The announcement by Donald Trump that he would make good his promise to take protectionist measures to bring back flagging industries has sent shudders through the free trade lobbies of the world.
Utilising the 1962 Trade Expansion Act, Trump announced a 25 per cent tariff on steel imports, and a ten per cent rate on aluminium, due to come into effect next week. 'If you don't want to pay tax,' extolled Trump, 'bring your plant to the USA. There's no tax.'
White House trade advisor and populist Peter Navarro had taken a fairly absolute line, one always dangerous in Trumpland, by insisting that tariff exemptions were out of the question. 'As soon as he starts exempting countries,' explained Navarro to Fox News, 'he has to raise the tariff on everything else.' Just to show that he is attuned to the habituated schizophrenia of the current administration, Navarro told CNN in a separate interview that exemptions were possible, provided they served US interests.
Both Canada and Mexico were the first anointed powers to be spared, though this would come at the cost of renegotiating the North American Free Trade Agreement.

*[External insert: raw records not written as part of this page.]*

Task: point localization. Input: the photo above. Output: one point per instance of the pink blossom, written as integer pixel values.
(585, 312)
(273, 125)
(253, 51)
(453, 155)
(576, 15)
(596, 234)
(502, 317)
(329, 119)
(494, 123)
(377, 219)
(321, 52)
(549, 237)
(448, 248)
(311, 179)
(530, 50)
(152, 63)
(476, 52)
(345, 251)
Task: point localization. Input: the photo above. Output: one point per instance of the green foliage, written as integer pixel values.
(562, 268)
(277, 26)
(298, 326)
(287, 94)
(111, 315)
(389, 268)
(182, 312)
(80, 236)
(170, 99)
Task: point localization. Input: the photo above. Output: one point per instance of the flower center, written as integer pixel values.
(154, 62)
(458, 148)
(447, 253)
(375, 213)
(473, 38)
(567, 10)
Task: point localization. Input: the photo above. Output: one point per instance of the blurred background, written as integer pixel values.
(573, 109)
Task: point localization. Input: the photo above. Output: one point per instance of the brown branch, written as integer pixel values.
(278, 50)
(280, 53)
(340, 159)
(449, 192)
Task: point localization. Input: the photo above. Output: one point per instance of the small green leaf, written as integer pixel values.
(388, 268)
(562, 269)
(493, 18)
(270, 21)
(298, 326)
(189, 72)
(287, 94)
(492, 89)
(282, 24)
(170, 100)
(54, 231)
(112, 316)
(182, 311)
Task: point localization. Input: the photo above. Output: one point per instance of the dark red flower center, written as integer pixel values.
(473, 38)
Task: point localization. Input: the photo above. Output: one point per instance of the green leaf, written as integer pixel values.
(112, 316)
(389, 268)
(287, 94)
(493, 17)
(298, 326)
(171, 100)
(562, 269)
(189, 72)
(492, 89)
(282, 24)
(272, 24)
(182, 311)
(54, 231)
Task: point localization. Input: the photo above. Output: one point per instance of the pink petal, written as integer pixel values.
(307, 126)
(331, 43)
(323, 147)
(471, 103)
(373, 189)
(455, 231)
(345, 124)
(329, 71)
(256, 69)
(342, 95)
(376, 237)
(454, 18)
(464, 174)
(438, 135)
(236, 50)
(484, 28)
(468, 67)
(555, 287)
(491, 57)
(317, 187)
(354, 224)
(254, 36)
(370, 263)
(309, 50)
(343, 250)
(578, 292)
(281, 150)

There was, claimed Trump, 'great flexibility and cooperation to those who are really friends of ours', though it was a heavily costed flexibility. To date, both Canada and Mexico are resisting linking such dispensations with the Trump administration's renegotiating strategy.
Australia has been similarly spared — at some troublingly nebulous price. Malcolm Turnbull duly boasted that Trump 'would not have to impose tariffs on Australian steel and aluminium'. The battling prime minister had been 'relentless in fighting for Australian jobs and Australian exports and that's what I've done'.
On Saturday, Trump tweeted about developments with Turnbull over his commitment 'to having a very fair and reciprocal military and trade relationship'. But something was brewing. 'Working very quickly', stressed a suggestive Trump, 'on a security agreement so we don't have to impose steel and aluminium tariffs on our ally, the great nation of Australia!'
What, tittered the Canberra press gallery, did these words mean? In February, Trump had pressed Turnbull to deploy Australian forces in freedom of navigation exercises in the South China Sea. The feeling was palpable; that Australia was, as its political representatives have done for repeatedly shallow and untutored reasons, readying for another military plunge.
"The gross inequality between the powers has been neatly clothed in the language of accommodation and common ties."